R. D. Fulk (ed.) 2012, ‘Eyvindr skáldaspillir Finnsson, Hákonarmál 15’ in Diana Whaley (ed.), Poetry from the Kings’ Sagas 1: From Mythical Times to c. 1035. Skaldic Poetry of the Scandinavian Middle Ages 1. Turnhout: Brepols, p. 189.
Ræsir þat mælti — vas frá rómu kominn,
stóð allr í dreyra drifinn —:
‘illúðigr mjǫk þykkir oss Óðinn vesa;
séumk vér hans of hugi.’
Ræsir mælti þat — vas kominn frá rómu, stóð allr drifinn í dreyra —: ‘Óðinn þykkir oss vesa mjǫk illúðigr; séumk vér of hugi hans.’
The ruler [Hákon] said that [this] — he had come from battle, stood all drenched in blood —: ‘Óðinn appears to us [me] to be very hostile; we [I] fear his intentions.’
Mss: Kˣ(106v), F(18va), J1ˣ(64r), J2ˣ(60v-61r) (Hkr); 761bˣ(100v)

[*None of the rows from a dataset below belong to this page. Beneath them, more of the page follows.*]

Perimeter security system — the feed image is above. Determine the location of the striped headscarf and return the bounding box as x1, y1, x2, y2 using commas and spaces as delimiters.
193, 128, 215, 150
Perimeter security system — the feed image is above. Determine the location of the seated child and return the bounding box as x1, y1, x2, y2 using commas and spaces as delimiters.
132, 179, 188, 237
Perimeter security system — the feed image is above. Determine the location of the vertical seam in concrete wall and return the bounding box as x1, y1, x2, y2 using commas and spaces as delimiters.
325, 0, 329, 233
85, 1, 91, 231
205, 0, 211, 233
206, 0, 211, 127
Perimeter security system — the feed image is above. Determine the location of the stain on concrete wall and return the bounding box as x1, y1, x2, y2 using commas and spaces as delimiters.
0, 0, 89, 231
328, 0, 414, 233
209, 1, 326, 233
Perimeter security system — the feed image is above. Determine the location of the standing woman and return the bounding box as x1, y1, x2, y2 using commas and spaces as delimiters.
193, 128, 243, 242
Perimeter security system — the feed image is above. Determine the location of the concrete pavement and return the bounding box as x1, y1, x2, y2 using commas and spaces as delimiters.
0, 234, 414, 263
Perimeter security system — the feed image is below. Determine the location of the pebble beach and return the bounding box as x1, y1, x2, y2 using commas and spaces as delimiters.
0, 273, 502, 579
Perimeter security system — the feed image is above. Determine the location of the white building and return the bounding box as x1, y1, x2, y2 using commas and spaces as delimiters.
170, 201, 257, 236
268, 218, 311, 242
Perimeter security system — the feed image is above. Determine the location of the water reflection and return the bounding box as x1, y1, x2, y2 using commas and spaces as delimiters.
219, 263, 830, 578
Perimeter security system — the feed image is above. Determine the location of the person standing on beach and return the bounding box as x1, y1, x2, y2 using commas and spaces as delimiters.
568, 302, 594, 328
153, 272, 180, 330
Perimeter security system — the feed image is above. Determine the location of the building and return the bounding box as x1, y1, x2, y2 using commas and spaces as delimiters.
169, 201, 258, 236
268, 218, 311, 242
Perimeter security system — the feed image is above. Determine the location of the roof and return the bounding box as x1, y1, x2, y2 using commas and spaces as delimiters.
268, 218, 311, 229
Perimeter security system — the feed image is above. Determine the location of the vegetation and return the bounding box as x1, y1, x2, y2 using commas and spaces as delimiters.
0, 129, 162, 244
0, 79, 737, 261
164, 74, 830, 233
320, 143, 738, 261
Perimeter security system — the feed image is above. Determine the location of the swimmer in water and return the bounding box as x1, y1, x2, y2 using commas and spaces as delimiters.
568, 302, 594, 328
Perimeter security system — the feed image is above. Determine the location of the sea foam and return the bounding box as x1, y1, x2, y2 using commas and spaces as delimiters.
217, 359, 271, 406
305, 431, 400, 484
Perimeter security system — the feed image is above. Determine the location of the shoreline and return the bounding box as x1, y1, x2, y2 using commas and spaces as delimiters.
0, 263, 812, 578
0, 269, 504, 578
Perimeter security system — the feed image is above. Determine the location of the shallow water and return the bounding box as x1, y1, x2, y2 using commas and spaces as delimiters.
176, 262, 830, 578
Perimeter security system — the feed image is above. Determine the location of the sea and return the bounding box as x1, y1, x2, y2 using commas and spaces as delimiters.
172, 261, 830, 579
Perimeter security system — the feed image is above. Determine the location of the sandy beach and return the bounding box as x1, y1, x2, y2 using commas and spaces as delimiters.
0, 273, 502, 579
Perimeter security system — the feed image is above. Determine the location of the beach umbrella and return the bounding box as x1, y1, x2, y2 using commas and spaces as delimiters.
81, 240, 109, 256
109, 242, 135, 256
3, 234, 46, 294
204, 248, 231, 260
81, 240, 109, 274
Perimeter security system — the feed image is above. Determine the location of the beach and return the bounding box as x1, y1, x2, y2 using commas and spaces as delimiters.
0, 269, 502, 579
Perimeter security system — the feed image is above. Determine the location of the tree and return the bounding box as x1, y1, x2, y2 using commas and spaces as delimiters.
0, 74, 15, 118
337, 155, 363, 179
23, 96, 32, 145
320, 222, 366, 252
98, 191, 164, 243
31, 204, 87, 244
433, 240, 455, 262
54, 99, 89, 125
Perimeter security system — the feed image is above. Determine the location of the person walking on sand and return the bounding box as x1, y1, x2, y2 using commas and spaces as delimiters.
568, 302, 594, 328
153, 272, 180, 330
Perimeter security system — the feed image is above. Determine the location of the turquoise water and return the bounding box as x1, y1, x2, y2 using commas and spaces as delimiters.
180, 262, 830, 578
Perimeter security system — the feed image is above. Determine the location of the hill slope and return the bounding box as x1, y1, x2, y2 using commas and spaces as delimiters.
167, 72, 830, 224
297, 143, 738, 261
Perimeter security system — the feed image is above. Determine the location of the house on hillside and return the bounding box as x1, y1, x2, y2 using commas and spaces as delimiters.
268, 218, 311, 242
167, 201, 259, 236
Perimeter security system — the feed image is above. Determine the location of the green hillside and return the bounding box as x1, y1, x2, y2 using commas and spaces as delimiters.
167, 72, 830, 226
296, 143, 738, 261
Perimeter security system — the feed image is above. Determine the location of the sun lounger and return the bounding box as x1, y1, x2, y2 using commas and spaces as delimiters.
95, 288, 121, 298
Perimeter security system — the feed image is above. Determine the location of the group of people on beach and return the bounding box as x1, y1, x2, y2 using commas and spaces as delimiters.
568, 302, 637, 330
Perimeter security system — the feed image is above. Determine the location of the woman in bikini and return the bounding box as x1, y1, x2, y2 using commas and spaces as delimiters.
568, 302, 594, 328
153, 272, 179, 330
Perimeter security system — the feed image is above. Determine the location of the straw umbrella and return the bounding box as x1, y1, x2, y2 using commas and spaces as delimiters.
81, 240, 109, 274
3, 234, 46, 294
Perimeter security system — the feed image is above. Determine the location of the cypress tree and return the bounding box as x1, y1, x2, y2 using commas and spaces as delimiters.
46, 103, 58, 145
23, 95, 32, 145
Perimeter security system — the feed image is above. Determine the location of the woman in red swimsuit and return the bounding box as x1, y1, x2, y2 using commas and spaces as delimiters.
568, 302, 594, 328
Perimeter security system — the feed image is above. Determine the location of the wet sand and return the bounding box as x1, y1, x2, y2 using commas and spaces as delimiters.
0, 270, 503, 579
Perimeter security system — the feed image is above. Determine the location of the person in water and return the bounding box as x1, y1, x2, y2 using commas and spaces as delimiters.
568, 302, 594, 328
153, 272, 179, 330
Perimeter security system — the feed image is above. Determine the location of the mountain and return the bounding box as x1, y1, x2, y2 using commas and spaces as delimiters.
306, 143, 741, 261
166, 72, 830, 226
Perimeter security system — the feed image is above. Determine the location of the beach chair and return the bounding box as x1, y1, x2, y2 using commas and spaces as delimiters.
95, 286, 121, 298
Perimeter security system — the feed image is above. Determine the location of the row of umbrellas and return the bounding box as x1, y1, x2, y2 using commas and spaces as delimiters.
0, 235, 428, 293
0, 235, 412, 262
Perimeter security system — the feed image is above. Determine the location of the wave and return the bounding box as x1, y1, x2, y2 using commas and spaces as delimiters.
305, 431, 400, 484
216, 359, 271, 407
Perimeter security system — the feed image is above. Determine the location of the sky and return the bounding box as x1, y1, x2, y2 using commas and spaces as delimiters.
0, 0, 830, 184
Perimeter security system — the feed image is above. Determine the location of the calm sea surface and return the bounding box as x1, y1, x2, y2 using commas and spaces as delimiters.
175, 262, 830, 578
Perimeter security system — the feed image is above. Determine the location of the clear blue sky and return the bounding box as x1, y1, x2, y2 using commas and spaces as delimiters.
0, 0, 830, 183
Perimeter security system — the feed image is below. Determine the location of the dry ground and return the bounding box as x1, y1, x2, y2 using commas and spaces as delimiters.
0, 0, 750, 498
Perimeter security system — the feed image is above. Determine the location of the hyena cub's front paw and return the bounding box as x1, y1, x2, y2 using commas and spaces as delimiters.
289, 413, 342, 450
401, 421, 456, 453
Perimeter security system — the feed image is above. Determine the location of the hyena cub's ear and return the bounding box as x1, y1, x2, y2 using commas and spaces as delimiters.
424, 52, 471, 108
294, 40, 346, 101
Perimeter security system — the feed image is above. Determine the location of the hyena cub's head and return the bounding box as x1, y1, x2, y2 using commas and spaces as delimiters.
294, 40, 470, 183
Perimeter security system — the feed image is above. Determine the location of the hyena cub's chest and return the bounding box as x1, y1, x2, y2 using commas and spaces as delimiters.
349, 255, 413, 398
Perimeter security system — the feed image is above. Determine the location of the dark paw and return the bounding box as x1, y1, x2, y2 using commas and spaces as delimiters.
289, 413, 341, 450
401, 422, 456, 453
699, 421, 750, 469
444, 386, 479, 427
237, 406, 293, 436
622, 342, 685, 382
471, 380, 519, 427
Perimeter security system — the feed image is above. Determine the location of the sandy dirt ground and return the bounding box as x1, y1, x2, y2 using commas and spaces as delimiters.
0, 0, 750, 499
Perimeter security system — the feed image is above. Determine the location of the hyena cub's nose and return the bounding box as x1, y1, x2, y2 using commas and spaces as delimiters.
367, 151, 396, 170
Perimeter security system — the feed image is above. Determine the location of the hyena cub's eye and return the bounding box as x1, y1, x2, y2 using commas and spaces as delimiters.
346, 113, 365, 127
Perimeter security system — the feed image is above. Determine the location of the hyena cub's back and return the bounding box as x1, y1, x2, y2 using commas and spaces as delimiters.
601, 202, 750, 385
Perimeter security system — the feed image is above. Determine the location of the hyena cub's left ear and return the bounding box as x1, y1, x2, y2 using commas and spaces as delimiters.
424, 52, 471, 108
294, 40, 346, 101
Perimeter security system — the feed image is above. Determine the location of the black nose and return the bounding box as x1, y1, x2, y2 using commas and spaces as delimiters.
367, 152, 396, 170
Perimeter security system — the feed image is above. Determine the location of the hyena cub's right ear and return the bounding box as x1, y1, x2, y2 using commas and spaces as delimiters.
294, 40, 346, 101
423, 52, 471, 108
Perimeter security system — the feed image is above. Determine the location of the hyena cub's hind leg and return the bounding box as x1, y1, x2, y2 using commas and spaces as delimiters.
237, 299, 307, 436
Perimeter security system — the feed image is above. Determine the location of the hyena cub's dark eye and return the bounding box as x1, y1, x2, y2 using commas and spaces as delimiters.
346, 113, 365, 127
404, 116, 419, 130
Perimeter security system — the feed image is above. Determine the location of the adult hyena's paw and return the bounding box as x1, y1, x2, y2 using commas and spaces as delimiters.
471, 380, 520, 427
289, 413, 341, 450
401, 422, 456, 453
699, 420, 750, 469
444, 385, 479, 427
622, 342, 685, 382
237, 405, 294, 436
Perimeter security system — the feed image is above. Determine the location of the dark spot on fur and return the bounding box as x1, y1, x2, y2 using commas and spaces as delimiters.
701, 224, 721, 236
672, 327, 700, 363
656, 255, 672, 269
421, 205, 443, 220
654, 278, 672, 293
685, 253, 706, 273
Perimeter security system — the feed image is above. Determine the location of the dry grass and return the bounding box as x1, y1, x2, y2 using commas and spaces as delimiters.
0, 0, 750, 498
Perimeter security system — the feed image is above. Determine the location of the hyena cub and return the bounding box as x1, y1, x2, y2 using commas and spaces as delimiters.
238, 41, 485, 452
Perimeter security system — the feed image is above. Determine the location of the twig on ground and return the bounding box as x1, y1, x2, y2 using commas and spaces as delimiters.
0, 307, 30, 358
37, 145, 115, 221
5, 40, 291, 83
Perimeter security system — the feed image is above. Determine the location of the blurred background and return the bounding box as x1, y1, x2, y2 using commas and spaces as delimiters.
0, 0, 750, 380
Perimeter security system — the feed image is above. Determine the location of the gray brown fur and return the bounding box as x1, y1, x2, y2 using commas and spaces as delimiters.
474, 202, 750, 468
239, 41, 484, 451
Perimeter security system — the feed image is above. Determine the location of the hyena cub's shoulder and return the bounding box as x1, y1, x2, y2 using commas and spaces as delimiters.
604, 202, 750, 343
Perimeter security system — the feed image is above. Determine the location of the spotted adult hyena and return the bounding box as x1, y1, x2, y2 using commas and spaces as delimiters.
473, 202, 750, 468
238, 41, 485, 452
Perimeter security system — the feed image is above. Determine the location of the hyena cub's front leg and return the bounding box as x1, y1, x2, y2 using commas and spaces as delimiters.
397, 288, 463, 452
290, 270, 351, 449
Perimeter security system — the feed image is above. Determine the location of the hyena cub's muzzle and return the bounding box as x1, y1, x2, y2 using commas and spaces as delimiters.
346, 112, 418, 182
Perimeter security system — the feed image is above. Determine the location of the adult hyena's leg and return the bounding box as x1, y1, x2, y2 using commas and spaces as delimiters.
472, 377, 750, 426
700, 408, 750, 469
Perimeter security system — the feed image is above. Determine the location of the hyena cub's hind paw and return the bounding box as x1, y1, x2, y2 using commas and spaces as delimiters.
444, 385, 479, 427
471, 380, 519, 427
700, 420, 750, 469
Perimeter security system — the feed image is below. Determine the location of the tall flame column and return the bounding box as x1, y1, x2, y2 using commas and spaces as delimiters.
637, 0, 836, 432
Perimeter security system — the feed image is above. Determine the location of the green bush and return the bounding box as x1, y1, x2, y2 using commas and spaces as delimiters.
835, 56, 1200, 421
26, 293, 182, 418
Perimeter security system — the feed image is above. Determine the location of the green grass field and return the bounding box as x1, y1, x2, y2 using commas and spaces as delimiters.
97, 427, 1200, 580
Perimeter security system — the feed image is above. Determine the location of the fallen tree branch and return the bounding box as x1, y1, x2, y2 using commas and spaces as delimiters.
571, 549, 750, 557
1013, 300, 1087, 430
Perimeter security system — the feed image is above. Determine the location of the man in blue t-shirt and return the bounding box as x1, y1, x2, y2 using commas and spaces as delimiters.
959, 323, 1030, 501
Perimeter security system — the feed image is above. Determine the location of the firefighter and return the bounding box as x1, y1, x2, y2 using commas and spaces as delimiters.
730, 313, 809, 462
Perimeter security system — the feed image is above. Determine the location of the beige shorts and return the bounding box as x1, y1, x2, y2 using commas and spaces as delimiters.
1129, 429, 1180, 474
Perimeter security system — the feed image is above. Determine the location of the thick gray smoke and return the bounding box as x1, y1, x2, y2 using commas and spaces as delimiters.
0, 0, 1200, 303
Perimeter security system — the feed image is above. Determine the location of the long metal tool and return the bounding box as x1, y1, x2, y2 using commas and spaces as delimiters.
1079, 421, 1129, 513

Readings:  allr: allir J1ˣ; dreyra: so F, J1ˣ, J2ˣ, ‘drøra’ Kˣ, 761bˣ  mjǫk: om. F  þykkir oss: oss þykkir F  séumk vér: séum vér Kˣ, ‘sia var’ F, ‘siam ver’ J1ˣ, J2ˣ, 761bˣ; hans of: so F, um hans Kˣ, 761bˣ, of hans J1ˣ, J2ˣ
Editions: Skj AI, 67, Skj BI, 59, Skald I, 36; Hkr 1893-1901, I, 221, IV, 60, ÍF 26, 196, Hkr 1991, I, 128 (HákGóð ch. 31/32), F 1871, 84; Möbius 1860, 234, Jón Helgason 1968, 27-8, Krause 1990, 111-13.
Context: As for st. 1.
Notes:  allr drifinn í dreyra ‘all drenched in blood’: Noreen (1922b, 540-1) compares the phrase (allr í dreyra drifinn in text) with Grí 52/6 allan í dreyra drifinn (NK 68). —  séumk ‘fear’: (a) The emendation is adopted by several eds, but the reason for Hákon’s wariness in Óðinn’s hall is uncertain. It may be that he is still resentful about events at Fitjar, or specifically about his treatment by Óðinn, who engineers the deaths of his favoured heroes. Alternatively, Paasche (1916, 14) explains Hákon’s wariness in the context of the assertion of Anon Eirm 6 that his enemy Eiríkr was a more desirable guest to Óðinn than other kings. Others have attributed it to the Christian belief attributed to Hákon in Hkr and Fsk (Du Méril 1839, 160 n. 1; Finnur Jónsson 1904-5a, 60; Jón Helgason 1953, 120; Holm-Olsen 1961b; Frank 1984b, 570; Kreutzer 1999b, 89). Indeed, st. 18 can reasonably be perceived as a resolution to the issue of what it is that is troubling Hákon, if this is what sts 16 and 17 allude to. (b) The non-reflexive sjá(u)m (earlier sé(u)m) of most of the mss is retained with the sense ‘I am concerned about him’ in Hkr 1991 (cf. Möbius 1860; Jón Helgason 1968). Geijer (1816, 56) must have a similar reading in mind when he takes the line to mean ‘Let’s see how he turns out’, and cf. Cederström 1860, 23: Vi ser på hans sinnelag ‘We observe his disposition’.